The Church - Under The Milky Way
This is probably one the favorite songs of every member of our band - a real timeless, haunting piece of songwriting. I love that the lyrics don’t really ever reveal what the song is about, but the imagery is so vivid. We really tried to divine that same intangible quality with acoustic guitar and shimmering synths for our song "Stars Last Me A Lifetime."
Laurie Anderson - O Superman
On “Tied To The Weather” (the final song on our new album), I tried to build a song almost exclusively from resampling of my own voice much like Laurie Anderson did on "O Superman." Much of Cut Copy’s music over the years has been a matter of throwing more and more sounds and textures at a song until it felt right, and in this case I wanted to try the exact opposite; taking out elements until the song almost falls apart, but still works.

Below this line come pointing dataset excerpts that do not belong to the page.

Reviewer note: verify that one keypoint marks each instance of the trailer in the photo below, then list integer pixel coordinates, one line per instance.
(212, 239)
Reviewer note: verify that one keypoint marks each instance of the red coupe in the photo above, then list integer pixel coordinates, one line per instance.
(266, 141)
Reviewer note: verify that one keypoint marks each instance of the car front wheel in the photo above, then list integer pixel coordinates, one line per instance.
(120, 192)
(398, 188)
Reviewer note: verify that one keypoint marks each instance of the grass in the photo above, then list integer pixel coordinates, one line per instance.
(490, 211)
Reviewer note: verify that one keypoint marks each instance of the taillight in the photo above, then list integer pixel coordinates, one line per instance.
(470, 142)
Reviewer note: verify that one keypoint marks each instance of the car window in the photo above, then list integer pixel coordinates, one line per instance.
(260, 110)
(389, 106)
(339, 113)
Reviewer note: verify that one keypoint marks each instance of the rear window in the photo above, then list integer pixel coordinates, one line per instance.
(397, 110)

Paul Simon - I Know What I Know
Despite having some influence of West African music on Haiku From Zero, it wasn’t because of that reason that Paul Simon’s Graceland album was an influence. I think for me that album has a real sense of someone who (after being through some of life’s journey) was looking back with nostalgia but also moments of regret at the events of their life. I think in some ways after 4 albums and over ten years touring and making music, I felt the same way and wanted to explore more of that in the songs on the new album. It probably feels a little more thoughtful that previous Cut Copy albums.
NO ZU - Raw Vis Vision
Three years ago, just before embarking the writing of our new album, I curated and released a complication of new Melbourne dance music called Oceans Apart. One of the standout tracks was by NO ZU; an ever expanding menagerie of musicians and misfits, who performed incredible energetic, percussive live shows. In so many ways their music felt out of step with current trends of music becoming more digital/laptop based, but this actually seemed to be a strength rather than a hindrance. And I think in some ways this same philosophy became the same for our own band in the making of Haiku From Zero. Dynamic live performances, and live instruments are much rarer these days for dance acts, so we almost wanted to explore our points of difference and celebrate them rather than trying to fit in to the sound of the moment.
UMO - Can’t Keep Checking My Phone
Despite a lot of current music trends moving away from live bands and live instruments, there are a few (including Unknown Mortal Orchestra) that have been flying the flag brilliantly in recent times. I love how on his most recent album Multi Love, he has underpinned his home recorded psychedelic with an almost-disco-like rhythm section. Can’t keep checking my phone is a great example, filled with percussion wood blocks and shakers it’s as strange as it is danceable.
Jai Paul - Magic
Like a lot of people, I became a little obsessed with Jai Paul as someone who seemed to have come out of nowhere as a new artists already with such a perfectly formed, unique new take on music. While his songs sound very little like the songs on our album, I do really like the minimalism of his work. And the idea of having just a vocal and a couple of other key elements to drive a track was something that Ben Allen was really driving for in producing Haiku From Zero.